Counting All the Parking Spots
The New York Daily News has been running a series on what it calls a “chronic and severe” parking shortage in some New York City neighborhoods.
But in a city where most households don’t even own a car, it is worth asking, “Just how much parking does the city need?”
The problem is city officials don’t even know how much parking exists in the city. And if you don’t know how much you’ve got, you can’t really plan for current or future demand.
Today, Streetsblog reports that San Francisco became the first major city in the country to complete a comprehensive count of the number of parking spaces that are publicly available.
"Most cities have very little knowledge of their parking inventory," said Rachel Weinberger, a planning professor at the University of Pennsylvania and former transportation policy adviser to New York Mayor Michael Bloomberg. Weinberger called the parking census a "tremendous effort."
"Without the basic knowledge [city planners] have no basis on which to make decisions about future supply policy, about current management policy or even about how their transportation systems are working."

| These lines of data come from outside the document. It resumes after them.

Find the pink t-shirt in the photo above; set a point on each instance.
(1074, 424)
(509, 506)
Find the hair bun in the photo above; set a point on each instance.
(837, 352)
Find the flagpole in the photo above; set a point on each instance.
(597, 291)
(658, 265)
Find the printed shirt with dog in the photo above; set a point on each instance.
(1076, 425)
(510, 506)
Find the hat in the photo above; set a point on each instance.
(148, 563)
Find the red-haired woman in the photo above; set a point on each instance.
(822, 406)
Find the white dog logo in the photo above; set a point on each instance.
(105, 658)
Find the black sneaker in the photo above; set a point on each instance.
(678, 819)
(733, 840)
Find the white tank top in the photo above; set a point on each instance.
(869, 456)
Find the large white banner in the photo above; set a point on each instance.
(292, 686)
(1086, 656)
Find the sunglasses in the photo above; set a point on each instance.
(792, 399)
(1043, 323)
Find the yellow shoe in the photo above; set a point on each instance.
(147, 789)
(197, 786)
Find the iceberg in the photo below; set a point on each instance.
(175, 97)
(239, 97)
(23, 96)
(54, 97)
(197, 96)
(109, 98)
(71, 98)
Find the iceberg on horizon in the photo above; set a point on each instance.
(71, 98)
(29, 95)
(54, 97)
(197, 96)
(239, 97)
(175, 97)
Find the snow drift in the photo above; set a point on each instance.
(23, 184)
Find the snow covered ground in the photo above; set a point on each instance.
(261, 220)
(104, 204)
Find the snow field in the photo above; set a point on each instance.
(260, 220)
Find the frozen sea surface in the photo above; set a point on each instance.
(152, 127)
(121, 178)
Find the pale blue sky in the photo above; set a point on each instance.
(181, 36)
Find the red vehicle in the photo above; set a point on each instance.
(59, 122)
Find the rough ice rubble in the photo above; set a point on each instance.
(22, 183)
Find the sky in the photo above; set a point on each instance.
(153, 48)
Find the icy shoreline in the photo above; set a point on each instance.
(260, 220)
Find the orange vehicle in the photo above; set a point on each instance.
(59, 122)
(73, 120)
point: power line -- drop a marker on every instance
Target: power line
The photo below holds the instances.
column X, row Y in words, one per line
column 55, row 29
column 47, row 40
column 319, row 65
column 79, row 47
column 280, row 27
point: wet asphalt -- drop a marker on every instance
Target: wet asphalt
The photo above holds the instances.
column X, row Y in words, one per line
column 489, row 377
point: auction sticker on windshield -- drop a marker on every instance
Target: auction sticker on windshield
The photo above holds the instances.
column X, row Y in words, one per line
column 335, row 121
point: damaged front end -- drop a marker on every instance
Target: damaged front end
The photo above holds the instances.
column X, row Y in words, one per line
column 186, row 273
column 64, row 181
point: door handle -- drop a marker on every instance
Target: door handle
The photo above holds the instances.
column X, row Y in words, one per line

San Francisco found that there are 441,000 parking spaces in the city for 360,000 households, even though a quarter of all households don’t have a car. The impact of all that parking is huge: the city’s 280,000 on-street spaces take up an area larger than Central Park.
In New York, we simply don’t know how much parking we have and whether it is more or less than we need. To properly plan for an additional one million residents by 2030, we need to consider the impact that parking has on automobile ownership. The more parking that is available, the more likely residents are to drive. Traffic congestion, air quality, environmental sustainability, and the livability of the city’s neighborhoods depends on whether or not the city is able to accommodate this new growth while reducing the rate of automobile ownership in the city.